Gut Microbiota: Your new best friends

Microbes: The Very Stuff of Life

Microbes were the first inhabitants of planet earth, and the sole inhabitants for the first 3 billion years, or so. They created the oxygen we breathe and the soil in which we grow our food.  And evolutionary biologists generally agree that microbes are our ancestors — for humans and all other living species.  Microbes are not only at the root of all that supports life on earth,  they are the very stuff of life.  We could not survive without them.

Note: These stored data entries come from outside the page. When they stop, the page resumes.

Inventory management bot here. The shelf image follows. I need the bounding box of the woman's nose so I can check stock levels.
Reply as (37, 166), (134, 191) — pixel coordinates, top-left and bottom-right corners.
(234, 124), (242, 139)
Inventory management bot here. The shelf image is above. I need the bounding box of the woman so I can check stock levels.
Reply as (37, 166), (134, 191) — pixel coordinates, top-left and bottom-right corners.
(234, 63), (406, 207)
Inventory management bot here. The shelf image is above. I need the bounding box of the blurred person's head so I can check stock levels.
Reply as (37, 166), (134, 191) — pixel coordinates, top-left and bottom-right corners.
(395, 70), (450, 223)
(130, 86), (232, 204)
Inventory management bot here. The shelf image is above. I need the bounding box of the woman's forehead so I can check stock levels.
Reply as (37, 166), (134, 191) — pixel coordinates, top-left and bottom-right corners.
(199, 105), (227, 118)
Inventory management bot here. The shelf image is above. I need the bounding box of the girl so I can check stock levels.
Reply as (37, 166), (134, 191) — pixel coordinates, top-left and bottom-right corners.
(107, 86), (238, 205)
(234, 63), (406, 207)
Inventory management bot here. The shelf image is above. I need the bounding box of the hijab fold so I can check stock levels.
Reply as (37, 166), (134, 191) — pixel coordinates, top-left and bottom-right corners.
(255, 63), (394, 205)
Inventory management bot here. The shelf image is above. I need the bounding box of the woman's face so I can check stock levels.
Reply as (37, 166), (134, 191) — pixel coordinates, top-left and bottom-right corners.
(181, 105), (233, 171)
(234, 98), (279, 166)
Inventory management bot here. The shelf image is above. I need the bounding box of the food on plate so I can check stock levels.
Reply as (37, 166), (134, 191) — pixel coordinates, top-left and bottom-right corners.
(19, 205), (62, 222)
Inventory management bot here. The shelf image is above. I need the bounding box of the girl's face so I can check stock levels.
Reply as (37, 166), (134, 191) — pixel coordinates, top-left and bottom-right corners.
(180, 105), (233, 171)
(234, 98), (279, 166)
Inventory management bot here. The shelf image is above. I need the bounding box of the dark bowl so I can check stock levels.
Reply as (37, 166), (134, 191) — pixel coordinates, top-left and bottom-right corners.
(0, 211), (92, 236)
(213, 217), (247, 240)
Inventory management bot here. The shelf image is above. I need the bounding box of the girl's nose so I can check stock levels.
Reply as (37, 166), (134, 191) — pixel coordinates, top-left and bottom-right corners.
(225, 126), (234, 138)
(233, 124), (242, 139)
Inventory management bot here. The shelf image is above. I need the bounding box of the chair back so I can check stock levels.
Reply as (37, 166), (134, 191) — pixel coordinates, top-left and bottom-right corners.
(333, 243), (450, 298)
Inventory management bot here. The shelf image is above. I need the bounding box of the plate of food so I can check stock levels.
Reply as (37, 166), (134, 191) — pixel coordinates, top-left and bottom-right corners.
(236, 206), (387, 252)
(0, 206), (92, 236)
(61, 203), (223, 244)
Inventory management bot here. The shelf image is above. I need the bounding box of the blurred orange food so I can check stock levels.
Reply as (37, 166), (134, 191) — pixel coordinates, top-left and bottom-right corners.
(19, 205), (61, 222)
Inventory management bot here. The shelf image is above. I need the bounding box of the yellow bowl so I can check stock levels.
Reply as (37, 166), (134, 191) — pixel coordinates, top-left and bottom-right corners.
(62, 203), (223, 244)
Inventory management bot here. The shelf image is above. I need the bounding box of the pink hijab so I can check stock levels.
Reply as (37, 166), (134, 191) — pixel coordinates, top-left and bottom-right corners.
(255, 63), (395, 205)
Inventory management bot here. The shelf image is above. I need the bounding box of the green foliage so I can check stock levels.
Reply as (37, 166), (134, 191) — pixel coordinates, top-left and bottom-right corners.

Our Gut Microbiota and Its Genome, the Microbiome

The Human Microbiome Project was launched in 2007 by the National Institute of Health.  Advances in DNA sequencing technologies enabled the project to assess the microbial communities living on and within the human body. Research has found that our gut microbiota and its genome (microbiome) interact with food, environmental chemicals, antibiotics, and other pharmaceuticals to impact our health.

Essential for Health

gut microbiome Our bodies are host to a vast microbial ecosystem — living in symbiosis with us.  These microbes include bacteria, fungi, viruses, and other species. Although some are pathogens, microbes are essential for health. For example, they produce some vitamins that we cannot make on our own, break down our food to extract nutrients, control our metabolism, regulate our appetite, help our immune systems recognize dangerous pathogens, produce anti-inflammatory compounds that fight off other disease-causing microbes, and they generate a number of neurotransmitters that impact our mood and are essential for a healthy brain and nervous system.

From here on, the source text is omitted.